Sempre più preoccupante la destra fanatica in Israele

Nell’arco di sette anni vi sono state cinque elezioni della Knesset israeliana, quattro delle quali in meno di due anni. Le ultime del 23 marzo con un’affluenza del 67%, la più bassa dal 2009. Sono 13 i partiti a dividersi i 120 seggi.

Il Likud ha ottenuto 52 seggi, ma doveva arrivare a 61 per poter governare. E sappiamo bene che Netanyahu è pronto a tutto pur di non affrontare le pesanti accuse di corruzione, frode e abuso di potere, mossegli dal 2019. In questo momento sta chiedendo che si proceda con l’elezione diretta del primo ministro, per prevenire il rischio di una nuova tornata elettorale inconcludente. Ma non è escluso, conoscendo il soggetto, privo di scrupoli, ch’egli preferisca le situazioni in cui nessuno può formare un governo, così lui continua a fare il primo ministro ad interim.

In ogni caso la novità maggiore alle ultime elezioni è stata l’affermazione di partiti di estrema destra e ultrareligiosi, e persino l’ingresso di nuovi partiti di quest’area in parlamento. Tra Sionismo religioso, Potere ebraico e Noam, un miscuglio di xenofobia, omofobia e nazionalismo, uniti a fondamentalismo religioso e violenza, fanno a gara a chi sia più fascista. Queste persone rappresentano un Israele violento, arrogante e isolato che ignora il resto del mondo. Alla faccia della recente Dichiarazione di Gerusalemme sull’antisemitismo.

Per es. il partito Sionista Religioso (alleanza di partiti guidata da Bezalel Smotrich) in passato aveva proposto di segregare i reparti di maternità, in modo che le donne ebree non dovessero partorire vicino a donne arabe.
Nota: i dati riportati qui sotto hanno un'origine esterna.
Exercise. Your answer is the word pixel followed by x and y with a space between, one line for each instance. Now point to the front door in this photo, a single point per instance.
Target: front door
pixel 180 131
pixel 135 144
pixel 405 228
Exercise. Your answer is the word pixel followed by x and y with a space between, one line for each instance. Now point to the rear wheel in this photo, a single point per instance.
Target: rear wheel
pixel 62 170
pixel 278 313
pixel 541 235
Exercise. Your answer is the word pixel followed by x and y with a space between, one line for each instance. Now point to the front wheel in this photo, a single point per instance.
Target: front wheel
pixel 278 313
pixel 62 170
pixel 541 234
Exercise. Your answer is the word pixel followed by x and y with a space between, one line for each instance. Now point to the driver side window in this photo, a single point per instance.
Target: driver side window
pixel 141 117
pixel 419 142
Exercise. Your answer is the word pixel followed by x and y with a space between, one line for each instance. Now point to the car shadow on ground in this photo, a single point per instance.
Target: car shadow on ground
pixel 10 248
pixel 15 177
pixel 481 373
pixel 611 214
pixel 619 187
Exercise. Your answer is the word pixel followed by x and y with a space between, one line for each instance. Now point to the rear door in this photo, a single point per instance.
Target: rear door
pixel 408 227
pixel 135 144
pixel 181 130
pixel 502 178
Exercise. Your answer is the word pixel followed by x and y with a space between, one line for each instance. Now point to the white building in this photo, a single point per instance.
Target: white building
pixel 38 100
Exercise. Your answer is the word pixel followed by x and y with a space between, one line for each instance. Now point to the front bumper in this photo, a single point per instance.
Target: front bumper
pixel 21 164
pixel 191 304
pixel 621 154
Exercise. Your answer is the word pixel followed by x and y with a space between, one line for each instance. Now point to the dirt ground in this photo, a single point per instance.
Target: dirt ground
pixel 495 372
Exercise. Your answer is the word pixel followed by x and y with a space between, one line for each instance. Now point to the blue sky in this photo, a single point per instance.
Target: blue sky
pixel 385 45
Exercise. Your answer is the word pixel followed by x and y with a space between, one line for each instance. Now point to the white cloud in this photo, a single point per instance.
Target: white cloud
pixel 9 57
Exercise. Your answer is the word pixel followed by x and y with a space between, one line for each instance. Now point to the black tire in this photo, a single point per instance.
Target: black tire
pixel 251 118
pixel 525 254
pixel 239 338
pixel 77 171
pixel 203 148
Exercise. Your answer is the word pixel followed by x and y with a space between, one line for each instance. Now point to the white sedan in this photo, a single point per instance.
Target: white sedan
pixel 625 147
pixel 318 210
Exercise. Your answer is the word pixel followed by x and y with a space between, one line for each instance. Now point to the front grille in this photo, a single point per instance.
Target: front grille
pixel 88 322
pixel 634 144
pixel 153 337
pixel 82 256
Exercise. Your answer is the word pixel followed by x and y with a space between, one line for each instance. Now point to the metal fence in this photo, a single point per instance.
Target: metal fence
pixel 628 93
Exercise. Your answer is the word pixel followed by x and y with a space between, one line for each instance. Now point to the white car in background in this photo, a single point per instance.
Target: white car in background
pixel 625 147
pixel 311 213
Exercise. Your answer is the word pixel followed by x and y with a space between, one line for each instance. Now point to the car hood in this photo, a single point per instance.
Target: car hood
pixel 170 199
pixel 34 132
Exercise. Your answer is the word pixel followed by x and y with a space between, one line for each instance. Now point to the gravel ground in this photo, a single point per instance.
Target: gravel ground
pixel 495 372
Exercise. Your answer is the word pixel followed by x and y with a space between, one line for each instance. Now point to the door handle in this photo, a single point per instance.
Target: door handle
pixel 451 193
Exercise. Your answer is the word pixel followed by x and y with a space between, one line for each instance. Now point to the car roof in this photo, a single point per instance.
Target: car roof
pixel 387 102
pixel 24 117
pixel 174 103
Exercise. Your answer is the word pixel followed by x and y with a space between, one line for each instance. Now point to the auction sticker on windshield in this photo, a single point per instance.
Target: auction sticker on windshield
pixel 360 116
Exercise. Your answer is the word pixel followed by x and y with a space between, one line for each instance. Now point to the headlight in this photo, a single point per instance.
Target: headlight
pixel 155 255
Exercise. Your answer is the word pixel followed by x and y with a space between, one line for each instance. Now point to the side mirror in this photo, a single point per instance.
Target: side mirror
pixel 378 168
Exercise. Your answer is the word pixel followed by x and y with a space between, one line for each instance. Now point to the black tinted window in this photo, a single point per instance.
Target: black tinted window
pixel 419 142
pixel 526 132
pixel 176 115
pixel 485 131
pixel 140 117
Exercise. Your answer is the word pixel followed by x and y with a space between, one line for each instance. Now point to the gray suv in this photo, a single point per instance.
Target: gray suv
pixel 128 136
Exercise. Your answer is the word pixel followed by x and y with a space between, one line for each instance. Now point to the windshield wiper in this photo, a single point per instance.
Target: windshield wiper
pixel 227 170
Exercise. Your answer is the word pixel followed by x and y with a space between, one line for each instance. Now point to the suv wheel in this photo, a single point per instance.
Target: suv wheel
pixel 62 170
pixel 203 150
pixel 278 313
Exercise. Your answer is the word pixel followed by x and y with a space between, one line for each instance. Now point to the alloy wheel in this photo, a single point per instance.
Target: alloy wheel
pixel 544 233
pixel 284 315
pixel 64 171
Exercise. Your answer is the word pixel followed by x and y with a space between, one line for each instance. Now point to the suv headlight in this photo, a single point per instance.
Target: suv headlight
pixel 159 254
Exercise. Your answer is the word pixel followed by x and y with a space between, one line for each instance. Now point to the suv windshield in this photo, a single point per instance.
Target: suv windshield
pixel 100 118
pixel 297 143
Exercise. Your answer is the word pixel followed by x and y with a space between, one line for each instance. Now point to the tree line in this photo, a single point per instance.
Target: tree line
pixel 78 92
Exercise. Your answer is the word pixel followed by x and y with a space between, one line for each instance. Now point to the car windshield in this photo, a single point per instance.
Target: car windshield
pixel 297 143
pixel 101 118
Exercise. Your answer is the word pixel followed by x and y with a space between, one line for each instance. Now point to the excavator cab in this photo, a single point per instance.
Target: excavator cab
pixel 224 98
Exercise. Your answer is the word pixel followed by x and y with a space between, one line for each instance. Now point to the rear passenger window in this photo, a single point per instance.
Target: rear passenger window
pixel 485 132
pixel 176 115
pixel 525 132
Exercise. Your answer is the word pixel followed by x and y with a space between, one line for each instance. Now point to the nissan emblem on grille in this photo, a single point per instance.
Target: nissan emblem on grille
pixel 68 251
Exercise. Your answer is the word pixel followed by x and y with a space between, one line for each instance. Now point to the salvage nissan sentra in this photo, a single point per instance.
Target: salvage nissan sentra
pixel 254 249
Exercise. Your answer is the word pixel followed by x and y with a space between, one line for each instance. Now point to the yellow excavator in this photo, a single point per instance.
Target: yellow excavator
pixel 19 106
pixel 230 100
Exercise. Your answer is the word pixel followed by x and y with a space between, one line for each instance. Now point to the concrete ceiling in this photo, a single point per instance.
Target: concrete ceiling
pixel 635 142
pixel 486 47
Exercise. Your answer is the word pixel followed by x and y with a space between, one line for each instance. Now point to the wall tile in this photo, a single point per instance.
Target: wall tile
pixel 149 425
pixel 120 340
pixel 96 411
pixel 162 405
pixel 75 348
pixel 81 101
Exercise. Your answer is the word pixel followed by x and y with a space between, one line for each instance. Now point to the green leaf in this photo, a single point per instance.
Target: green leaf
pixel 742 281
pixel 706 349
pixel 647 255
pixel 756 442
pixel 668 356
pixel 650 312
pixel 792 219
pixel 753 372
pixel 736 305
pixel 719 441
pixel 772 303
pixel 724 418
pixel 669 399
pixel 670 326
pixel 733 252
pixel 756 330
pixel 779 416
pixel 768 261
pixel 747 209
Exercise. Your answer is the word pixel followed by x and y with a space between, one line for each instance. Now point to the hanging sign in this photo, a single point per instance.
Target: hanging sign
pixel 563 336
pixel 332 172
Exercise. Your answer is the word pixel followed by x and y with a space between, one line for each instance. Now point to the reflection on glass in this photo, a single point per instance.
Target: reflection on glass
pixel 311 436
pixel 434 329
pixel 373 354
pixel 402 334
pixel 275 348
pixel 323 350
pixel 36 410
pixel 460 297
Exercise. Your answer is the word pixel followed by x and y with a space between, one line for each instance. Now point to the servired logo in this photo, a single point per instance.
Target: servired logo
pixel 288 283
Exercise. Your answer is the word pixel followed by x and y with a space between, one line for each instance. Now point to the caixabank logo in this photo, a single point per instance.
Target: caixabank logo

Smotrich si è definito un “fiero omofobo” (nell’alleanza vi è anche il partito Noam, apertamente anti-LGBT). E ha detto che è disposto a fare un governo col Likud solo se Netanyahu rinuncia all’impegno preso con la risoluzione ONU 1325, in base alla quale gli Stati sono obbligati a includere le donne nei corpi decisionali, in particolare quelli che si occupano di pace e sicurezza, a proteggere le donne dalla violenza e a tutelarle nei loro diritti umani.

Un altro partito dell’alleanza Potere Ebraico, guidato da Itamar Ben Gvir. Quest’ultimo si ispira al rabbino estremista Meir Kahane, ucciso negli Stati Uniti nel 1990. Kahane aveva affermato che ebrei e arabi non possono coesistere e che l’unica soluzione è espellerli da Israele. Ben Gvir, che vive in uno degli insediamenti più violenti e provocatori della Cisgiordania occupata, è stato definito l’equivalente israeliano di un leader del Ku Klux Klan ed è già stato condannato per istigazione alla violenza.

Difficile che Netanyahu possa formare un governo con partiti che vogliono annettere la Cisgiordania in modo unilaterale; separare Gaza al fine di mantenere una maggioranza ebraica nello Stato unitario e non ammettere i rifugiati palestinesi. La destra radicale vuole uno Stato unico, non-divisibile, in cui i palestinesi o accettano di definirsi cittadini israeliani o restano rinchiusi a Gaza. Parlare di due Stati, come fa la sinistra, per loro non ha senso.